Although the initial kindreds with MonoMAC syndrome demonstrated an autosomal dominant pattern of inheritance, only 12 of the 53 GATA2^mut patients with an available family history were found to have an affected family member in the current study. The lack of family history in the majority of patients highlights the importance of screening children and adolescents for GATA2 mutations with MDS. GATA2 mutational status did not affect overall survival, nor were the overall rates of bacterial, viral, fungal, or parasitic infections different among GATA2^wt and GATA2^mut patients undergoing hematopoietic stem cell transplant. However, identifying affected patients will be essential to predict those who would not benefit long term from supportive care or immunosuppressive therapy and thus be candidates for swift hematopoietic stem cell transplant. Screening affected family members would obviously also be critical for identifying appropriate allogeneic donors.

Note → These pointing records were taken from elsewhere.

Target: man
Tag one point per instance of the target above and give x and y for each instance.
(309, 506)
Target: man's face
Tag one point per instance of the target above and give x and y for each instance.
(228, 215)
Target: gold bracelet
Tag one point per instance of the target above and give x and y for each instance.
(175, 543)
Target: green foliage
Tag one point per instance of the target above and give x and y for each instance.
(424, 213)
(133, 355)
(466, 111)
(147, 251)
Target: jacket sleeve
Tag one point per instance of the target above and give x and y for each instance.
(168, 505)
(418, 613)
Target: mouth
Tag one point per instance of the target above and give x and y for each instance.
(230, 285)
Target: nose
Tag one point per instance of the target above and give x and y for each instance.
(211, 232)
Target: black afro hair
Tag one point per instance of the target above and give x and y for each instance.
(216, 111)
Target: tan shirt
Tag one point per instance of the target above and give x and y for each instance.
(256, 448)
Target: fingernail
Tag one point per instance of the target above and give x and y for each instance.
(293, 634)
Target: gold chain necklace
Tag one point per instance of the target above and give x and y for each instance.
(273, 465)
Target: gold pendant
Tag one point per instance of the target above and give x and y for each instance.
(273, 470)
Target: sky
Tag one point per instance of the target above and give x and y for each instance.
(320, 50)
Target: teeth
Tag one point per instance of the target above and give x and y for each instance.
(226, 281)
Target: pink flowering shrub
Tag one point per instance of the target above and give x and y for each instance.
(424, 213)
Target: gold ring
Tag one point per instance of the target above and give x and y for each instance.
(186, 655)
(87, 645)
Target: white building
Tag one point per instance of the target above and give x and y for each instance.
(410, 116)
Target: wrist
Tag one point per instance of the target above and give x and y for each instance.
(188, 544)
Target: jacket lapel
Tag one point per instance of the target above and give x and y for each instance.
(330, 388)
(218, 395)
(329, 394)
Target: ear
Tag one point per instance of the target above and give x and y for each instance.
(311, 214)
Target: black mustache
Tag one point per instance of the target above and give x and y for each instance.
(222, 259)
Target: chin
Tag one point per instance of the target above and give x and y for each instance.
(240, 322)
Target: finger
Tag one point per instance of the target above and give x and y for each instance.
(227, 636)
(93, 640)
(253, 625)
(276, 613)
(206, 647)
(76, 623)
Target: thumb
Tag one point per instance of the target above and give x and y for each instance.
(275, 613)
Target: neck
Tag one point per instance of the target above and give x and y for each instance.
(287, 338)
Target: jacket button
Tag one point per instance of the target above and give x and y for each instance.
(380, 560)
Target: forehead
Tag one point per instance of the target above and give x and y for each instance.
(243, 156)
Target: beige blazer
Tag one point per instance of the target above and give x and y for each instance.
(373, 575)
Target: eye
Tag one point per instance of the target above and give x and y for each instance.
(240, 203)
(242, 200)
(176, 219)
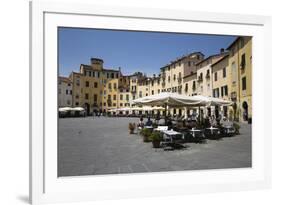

This important study also raises several important questions about the function of the identified variant alleles. Specifically, noncoding mutations in intron 4 were found in both patients with MDS as well as in nonaffected family members. This was not seen with coding mutations detected in either of the ZF regions. In addition, in distinction to MonoMAC patients who often present with monocytopenia,³  pediatric patients with GATA2^mut MDS frequently had monocytosis, which may or may not be related to the high proportion of coexisting presentation of advanced MDS, monosomy 7, or cooperative genetic events.

Wlodarski and colleagues have made an important contribution to the field of pediatric MDS with these findings. Although primary MDS in children is still considered an idiopathic disorder, GATA2 should be recognized as a common predisposing factor for the development of primary advanced MDS in childhood and even more so in adolescence. Monitoring for cytogenetic evolution, secondary mutations and signs of advanced disease such as worsening cytopenias will also be important to identify patients in need of swift transplantation. This important paper serves as another reminder of the protean nature of GATA2-related disorders and will affect the clinical care of children and adolescents affected with primary MDS.